A vigilância sanitária municipal ou estadual fiscaliza o cumprimento. Não conformidade pode resultar em autuação, interdição parcial ou exigência de plano de correção. O PGRSS deve estar disponível para inspeção e alinhado à licença sanitária do estabelecimento.

Além da ANVISA, resíduos químicos (grupo D) podem exigir atendimento à NBR 10004 e legislação ambiental estadual — MTR e destinação por operador licenciado. Radioativos (grupo E) seguem normas da CNEN. A gestão integrada hospitalar articula saúde pública e meio ambiente: gestão de resíduos · classificação dos resíduos.

Treinamento e comunicação em saúde

Todo profissional que gera RSS — médicos, enfermeiros, técnicos, auxiliares, limpeza e administrativo em áreas mistas — deve receber capacitação na admissão e reciclagem anual.

  • Identificação dos cinco grupos e cores do PGRSS interno
  • Diferença entre lixeira branca (grupo A) e recipiente de infectante (grupo B)
  • Uso correto do coletor de perfurocortante — sem reencapar agulhas
  • Procedimento em caso de acidente com material biológico
  • Proibição de misturar RSS com recicláveis de copa administrativa

Cartazes ilustrativos em cada posto de enfermagem reforçam o treinamento. A CCIH monitora indicadores de não conformidade e retreina setores com maior índice de descarte incorreto. Guia operacional: coleta seletiva hospitalar · Checklist: checklist hospital.

Transporte interno e coleta externa

O transporte de RSS dentro do estabelecimento deve seguir rota definida no PGRSS — sem compactação manual, sem passagem por áreas de alimentação ou administração aberta. Carrinhos fechados ou contenedores com tampa evitam derramamento em corredores. Horários de coleta interna devem coincidir com menor fluxo de visitantes.

A coletora externa licenciada retira resíduos na área de armazenamento temporário conforme frequência contratada — diária para hospitais de grande porte, podendo ser menor em clínicas pequenas conforme volume e PGRSS. Exija comprovante de cada remessa e arquive junto ao PGRSS. Troca de coletora exige revisão de contrato, cores e procedimentos com a equipe.

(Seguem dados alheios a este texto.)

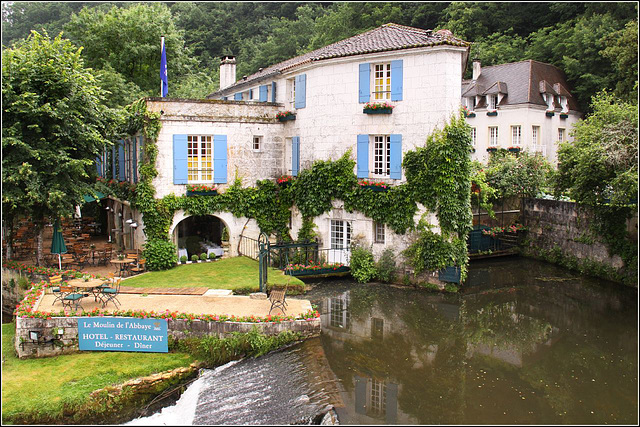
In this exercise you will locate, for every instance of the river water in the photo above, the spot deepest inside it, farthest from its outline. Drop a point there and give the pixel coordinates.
(524, 342)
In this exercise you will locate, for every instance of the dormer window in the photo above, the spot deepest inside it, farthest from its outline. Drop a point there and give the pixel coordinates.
(564, 103)
(493, 102)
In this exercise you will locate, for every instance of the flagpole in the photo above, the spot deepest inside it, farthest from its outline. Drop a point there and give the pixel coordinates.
(161, 49)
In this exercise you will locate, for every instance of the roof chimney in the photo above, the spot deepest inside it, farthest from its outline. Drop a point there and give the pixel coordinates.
(227, 71)
(477, 69)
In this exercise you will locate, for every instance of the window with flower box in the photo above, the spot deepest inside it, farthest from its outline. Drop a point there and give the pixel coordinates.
(378, 232)
(257, 143)
(381, 81)
(516, 135)
(381, 155)
(493, 136)
(561, 134)
(199, 158)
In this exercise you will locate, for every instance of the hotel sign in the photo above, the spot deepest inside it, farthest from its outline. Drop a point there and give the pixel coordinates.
(122, 334)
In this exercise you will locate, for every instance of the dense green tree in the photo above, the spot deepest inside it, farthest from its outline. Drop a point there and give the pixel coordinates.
(128, 41)
(600, 165)
(54, 126)
(622, 51)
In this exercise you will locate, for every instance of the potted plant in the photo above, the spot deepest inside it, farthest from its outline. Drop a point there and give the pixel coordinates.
(373, 185)
(285, 116)
(201, 190)
(468, 113)
(377, 108)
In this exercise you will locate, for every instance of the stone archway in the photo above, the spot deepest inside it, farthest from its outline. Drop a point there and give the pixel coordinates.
(198, 233)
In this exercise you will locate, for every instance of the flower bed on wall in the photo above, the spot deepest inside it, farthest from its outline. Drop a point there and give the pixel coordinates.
(377, 108)
(373, 185)
(42, 271)
(309, 269)
(26, 310)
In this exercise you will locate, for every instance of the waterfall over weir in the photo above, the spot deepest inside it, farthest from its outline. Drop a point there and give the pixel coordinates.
(274, 389)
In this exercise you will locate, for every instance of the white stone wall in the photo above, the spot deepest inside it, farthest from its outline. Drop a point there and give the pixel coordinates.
(328, 126)
(239, 121)
(526, 116)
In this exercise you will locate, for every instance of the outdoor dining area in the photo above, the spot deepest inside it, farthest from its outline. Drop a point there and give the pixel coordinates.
(71, 293)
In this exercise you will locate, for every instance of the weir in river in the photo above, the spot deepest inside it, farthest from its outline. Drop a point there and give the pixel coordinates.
(524, 342)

Resíduos do grupo A podem ser recolhidos pelo serviço de limpeza urbana em alguns municípios — confirme com a prefeitura. Grupos B, C e D nunca seguem esse fluxo. Para resíduos administrativos recicláveis (papel, plástico de escritório), avalie programa de coleta seletiva separado, em área não clínica.

Resumo executivo

Gerenciamento de resíduos hospitalares abrange o ciclo completo dos RSS — da geração em áreas assistenciais à destinação por operador licenciado, conforme RDC ANVISA 222/2018 e PGRSS obrigatório.

Grupos RSS: A (comum, lixeira branca), B (infectante, risco biológico), C (perfurocortante, coletor rígido âmbar), D (químico, laranja/tambor), E (radioativo, CNEN). O erro mais grave é misturar grupo B com A ou descartar RSS no lixo urbano.

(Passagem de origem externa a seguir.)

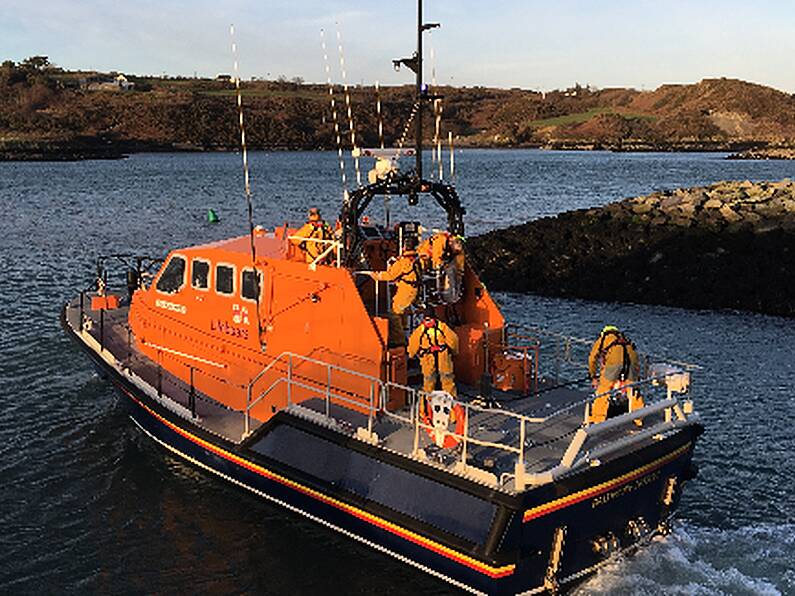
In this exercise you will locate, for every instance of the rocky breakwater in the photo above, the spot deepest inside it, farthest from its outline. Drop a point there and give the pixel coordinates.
(726, 246)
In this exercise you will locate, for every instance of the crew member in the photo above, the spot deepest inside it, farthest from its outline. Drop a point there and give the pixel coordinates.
(441, 249)
(443, 253)
(307, 237)
(435, 344)
(406, 272)
(613, 363)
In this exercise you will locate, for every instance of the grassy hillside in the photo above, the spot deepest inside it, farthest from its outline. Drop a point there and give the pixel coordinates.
(42, 105)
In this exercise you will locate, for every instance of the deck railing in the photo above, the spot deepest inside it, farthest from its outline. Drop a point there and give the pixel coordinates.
(664, 387)
(332, 246)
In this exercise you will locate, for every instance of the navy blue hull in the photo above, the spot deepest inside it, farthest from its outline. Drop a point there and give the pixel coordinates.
(509, 554)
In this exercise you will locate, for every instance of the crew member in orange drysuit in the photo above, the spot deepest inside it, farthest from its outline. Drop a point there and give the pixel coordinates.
(612, 364)
(435, 344)
(306, 237)
(406, 272)
(440, 249)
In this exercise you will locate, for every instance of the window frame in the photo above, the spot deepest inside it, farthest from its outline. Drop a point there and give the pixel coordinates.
(234, 279)
(163, 270)
(261, 281)
(209, 274)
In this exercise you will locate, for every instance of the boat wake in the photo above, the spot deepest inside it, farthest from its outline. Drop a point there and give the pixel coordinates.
(697, 560)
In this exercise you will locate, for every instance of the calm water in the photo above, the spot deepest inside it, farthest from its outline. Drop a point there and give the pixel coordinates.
(88, 505)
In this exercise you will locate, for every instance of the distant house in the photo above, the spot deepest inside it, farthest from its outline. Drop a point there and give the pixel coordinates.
(118, 83)
(123, 83)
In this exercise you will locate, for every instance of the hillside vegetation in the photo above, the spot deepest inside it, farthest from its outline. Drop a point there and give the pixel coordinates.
(45, 108)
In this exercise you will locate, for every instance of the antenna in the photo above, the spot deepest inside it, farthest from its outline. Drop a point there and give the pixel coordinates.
(452, 155)
(348, 106)
(436, 151)
(334, 115)
(246, 180)
(380, 116)
(415, 64)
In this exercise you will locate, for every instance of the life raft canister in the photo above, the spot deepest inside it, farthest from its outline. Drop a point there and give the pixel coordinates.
(438, 410)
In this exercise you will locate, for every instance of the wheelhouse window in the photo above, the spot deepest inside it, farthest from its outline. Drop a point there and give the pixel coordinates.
(200, 274)
(173, 276)
(251, 285)
(224, 279)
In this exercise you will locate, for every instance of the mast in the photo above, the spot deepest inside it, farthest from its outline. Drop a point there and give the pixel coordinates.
(418, 138)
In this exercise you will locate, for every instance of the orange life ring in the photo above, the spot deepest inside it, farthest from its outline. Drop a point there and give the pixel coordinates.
(457, 415)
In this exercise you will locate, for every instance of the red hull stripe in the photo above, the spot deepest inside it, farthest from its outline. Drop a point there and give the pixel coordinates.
(493, 572)
(602, 488)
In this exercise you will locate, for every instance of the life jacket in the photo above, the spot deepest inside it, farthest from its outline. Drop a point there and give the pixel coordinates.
(621, 341)
(437, 342)
(319, 231)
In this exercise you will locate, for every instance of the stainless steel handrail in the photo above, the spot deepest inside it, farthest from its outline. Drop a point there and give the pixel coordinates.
(412, 419)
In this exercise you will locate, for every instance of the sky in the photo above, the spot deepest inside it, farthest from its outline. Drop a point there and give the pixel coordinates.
(530, 44)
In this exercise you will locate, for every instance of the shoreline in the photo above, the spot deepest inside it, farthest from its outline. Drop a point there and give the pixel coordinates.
(91, 148)
(730, 245)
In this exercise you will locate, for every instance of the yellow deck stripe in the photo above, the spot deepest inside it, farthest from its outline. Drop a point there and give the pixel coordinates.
(495, 572)
(584, 494)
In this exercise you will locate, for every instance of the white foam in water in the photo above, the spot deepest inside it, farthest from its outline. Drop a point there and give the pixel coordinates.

Dois fluxos paralelos: RSS regulado pela ANVISA em áreas clínicas; recicláveis administrativos podem seguir coleta seletiva em escritórios e copas — nunca misturados.

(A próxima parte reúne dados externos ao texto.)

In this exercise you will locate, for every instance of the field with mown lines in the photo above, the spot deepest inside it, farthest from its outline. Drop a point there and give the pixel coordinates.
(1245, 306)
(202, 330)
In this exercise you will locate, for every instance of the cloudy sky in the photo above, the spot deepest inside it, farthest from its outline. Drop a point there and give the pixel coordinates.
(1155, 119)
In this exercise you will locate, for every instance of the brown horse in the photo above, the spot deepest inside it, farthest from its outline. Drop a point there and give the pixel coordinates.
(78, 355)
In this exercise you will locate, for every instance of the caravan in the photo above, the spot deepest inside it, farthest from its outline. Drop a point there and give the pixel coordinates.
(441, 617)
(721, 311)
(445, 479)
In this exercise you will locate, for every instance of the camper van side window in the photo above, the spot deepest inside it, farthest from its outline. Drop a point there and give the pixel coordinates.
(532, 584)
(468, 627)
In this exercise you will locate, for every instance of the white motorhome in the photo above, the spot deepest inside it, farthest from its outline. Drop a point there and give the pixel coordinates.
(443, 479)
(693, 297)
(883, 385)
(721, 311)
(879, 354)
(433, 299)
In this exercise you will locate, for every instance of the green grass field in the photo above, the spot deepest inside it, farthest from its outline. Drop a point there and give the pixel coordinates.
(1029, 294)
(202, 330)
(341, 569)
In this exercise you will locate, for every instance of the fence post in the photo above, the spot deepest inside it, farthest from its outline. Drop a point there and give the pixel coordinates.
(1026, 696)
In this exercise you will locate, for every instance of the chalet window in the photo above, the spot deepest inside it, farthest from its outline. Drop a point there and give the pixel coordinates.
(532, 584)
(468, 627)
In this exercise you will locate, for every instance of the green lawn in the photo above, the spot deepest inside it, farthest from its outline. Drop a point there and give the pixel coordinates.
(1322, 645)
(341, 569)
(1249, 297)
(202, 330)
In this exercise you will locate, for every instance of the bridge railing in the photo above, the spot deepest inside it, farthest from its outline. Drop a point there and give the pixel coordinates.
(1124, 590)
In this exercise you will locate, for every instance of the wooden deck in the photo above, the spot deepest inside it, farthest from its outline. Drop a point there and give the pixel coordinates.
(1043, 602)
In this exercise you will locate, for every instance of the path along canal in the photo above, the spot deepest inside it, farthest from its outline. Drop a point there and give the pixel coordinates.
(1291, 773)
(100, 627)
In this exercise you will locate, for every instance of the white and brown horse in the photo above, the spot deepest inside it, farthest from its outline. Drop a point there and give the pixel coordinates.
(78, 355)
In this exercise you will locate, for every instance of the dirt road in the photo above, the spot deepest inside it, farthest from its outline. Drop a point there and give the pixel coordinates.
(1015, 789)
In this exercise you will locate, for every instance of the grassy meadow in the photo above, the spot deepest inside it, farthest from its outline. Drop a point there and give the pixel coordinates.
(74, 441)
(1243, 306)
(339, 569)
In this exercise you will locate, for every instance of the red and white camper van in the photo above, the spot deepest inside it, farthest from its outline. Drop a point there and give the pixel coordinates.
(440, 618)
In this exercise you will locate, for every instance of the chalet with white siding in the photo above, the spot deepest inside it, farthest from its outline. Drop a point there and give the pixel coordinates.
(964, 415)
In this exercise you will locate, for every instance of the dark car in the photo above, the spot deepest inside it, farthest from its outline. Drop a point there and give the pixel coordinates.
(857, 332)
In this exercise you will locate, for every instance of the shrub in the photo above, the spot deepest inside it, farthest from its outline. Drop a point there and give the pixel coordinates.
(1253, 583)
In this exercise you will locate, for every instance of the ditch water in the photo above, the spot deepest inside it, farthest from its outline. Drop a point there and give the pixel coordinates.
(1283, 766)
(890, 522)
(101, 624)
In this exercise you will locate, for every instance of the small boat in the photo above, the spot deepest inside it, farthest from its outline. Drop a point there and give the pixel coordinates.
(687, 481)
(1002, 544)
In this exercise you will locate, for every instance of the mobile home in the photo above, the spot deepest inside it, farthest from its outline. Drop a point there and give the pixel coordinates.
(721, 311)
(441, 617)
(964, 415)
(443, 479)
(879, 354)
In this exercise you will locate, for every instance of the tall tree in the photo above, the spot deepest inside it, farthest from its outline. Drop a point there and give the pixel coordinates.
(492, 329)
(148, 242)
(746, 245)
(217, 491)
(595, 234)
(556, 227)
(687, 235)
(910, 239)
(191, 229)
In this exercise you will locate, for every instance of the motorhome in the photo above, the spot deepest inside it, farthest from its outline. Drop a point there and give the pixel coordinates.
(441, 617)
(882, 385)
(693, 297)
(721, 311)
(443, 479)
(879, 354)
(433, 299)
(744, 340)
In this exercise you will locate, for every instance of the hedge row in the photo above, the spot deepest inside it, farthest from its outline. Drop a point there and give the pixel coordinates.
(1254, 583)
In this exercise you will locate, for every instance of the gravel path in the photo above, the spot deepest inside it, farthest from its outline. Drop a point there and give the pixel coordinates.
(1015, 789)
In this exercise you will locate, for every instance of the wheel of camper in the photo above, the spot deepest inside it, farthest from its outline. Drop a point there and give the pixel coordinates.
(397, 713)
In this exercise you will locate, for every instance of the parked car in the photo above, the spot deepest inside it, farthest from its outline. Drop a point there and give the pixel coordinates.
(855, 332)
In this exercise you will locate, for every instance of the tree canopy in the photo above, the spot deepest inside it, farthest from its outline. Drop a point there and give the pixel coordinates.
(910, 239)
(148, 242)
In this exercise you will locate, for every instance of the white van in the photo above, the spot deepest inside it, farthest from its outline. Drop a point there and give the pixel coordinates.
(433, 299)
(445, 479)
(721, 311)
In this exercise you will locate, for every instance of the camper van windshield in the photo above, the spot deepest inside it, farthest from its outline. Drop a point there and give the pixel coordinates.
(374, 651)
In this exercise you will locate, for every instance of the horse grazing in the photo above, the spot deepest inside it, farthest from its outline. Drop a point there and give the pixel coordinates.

Governança: PGRSS atualizado, treinamento contínuo, área de armazenamento adequada, contrato com coletora licenciada, indicadores mensais e auditoria interna. Equipamentos com pedal, rótulos e dimensionamento por leito.

Próximos passos: revise o PGRSS, mapeie pontos geradores por grupo, instale recipientes corretos, capacite equipe e monitore indicadores trimestralmente. Aprofunde: lixeira branca RSS · armazenamento de resíduos · guia completo de PGRS (para resíduos não assistenciais).

Perguntas frequentes

O que é PGRSS?

Plano de Gerenciamento de Resíduos de Serviços de Saúde — documento obrigatório que define segregação, armazenamento e destinação de RSS.

Quais são os grupos de RSS?

Grupo A (baixo risco), B (biológico), C (perfurocortante), D (químico) e E (radioativo) conforme ANVISA.

RSS vai na coleta seletiva doméstica?

Não. RSS exige sistema apartado com coletora licenciada e PGRSS.

O que vai na lixeira branca hospitalar?

Geralmente grupo A — RSS comum de baixo risco, conforme PGRSS do estabelecimento.

Quem é responsável pelo gerenciamento?

Direção, CCIH/enfermagem, facilities e coletora licenciada — cada um com papel no PGRSS.